Despite Ginsberg's assertion, the primary insight of the fast-fading twentieth century is probably the idea that in various important ways we do not have access to our minds--we don't know what we think. The question then arises of how such access might be gained. Through dreams? Through language? Through "images"? The artist's psyche is doubtless enormously meaningful, but so is his medium, which is "speaking" at every turn. Indeed, psyche may be caused by medium. For a writer, the struggle with language is constantly revelatory. The writer is the catalyst of the revelation, yet he is by no means necessarily its object. Whatever he may have "intended," it--the writing --has intentions too. As Paul de Man suggested, the artist may well be "blind" to the labyrinthine world of sub-texts, qualifications and ambiguities his work opens up. To paraphrase Robert Duncan, he enters into the open field of language, an area in which his "intentions" are only one element of what amounts to an experience of freedom so radical it can scarcely be traced and is often denied. The artist himself may well retreat from that experience--I didn't mean this, I meant that--but the work retains its open character. What Freud designated as "the Unconscious"--"we call a process ‘unconscious' when we have to assume that it was active at a certain time, although at that time we knew nothing about it" --may in fact be nothing more than the appearance of a medium; may in fact be the medium. In the dynamic interplay of contexts which is the substance of any work of art, psyche is constantly being revealed or--to put it another way--created: "soul-making."

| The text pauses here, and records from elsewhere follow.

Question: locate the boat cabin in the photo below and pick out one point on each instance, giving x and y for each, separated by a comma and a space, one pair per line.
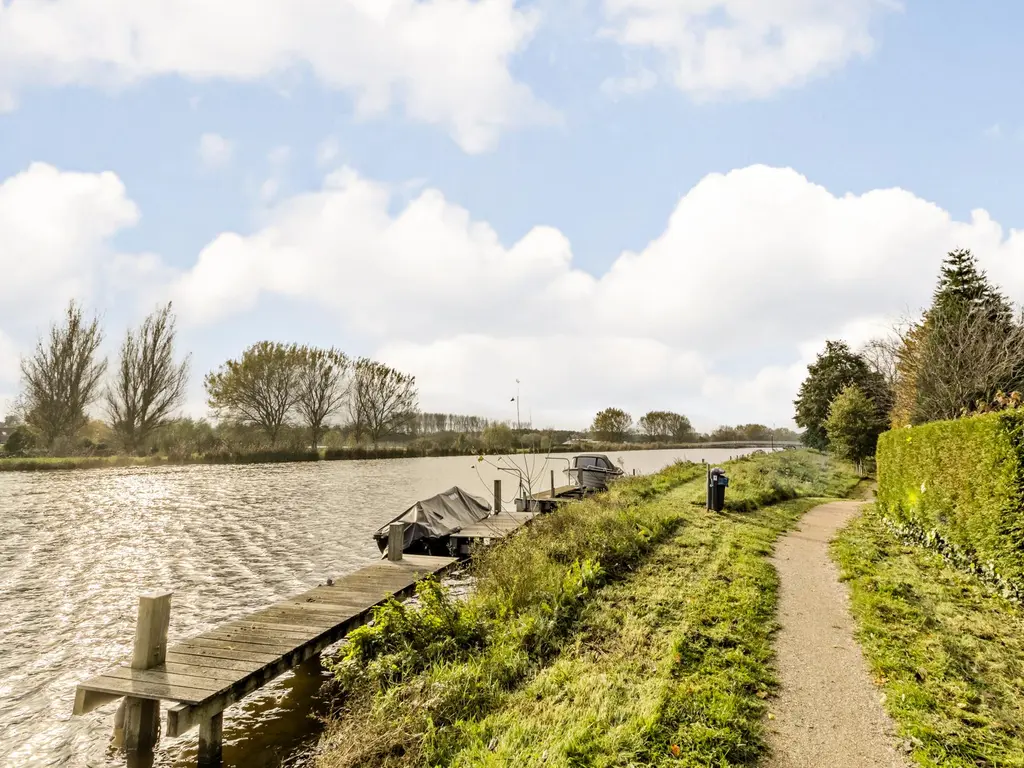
594, 471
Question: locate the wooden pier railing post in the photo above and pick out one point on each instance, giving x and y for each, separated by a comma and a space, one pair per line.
211, 741
395, 541
141, 716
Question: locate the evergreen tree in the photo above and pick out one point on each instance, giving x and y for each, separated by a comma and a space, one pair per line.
835, 370
963, 286
968, 346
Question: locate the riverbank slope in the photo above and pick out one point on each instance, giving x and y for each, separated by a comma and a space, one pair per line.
632, 629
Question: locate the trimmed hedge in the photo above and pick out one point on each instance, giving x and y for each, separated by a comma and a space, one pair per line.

I think I know what this book is about, but I might be wrong.

Foley's Books is as much a book about what I don't know as it is a book about what I know.

From a journal:

Was there something there before the writing? Yes, surely. But once the writing begins, who can tell what it was? And is writing in this respect any different from the various "voices" in our heads by which we represent ourselves? "I'm this, I'm that." Aren't they really modes of writing, the place where it begins? To put it another way: What is "consciousness," which can be represented in so many different ways? What does it mean to have a capacity for self-representation?

There are over twenty-five poets discussed in this book, and most of them live in California. What does it mean to be a poet? More particularly, what does it mean to be a poet here? As Philip Whalen put it: Homer who?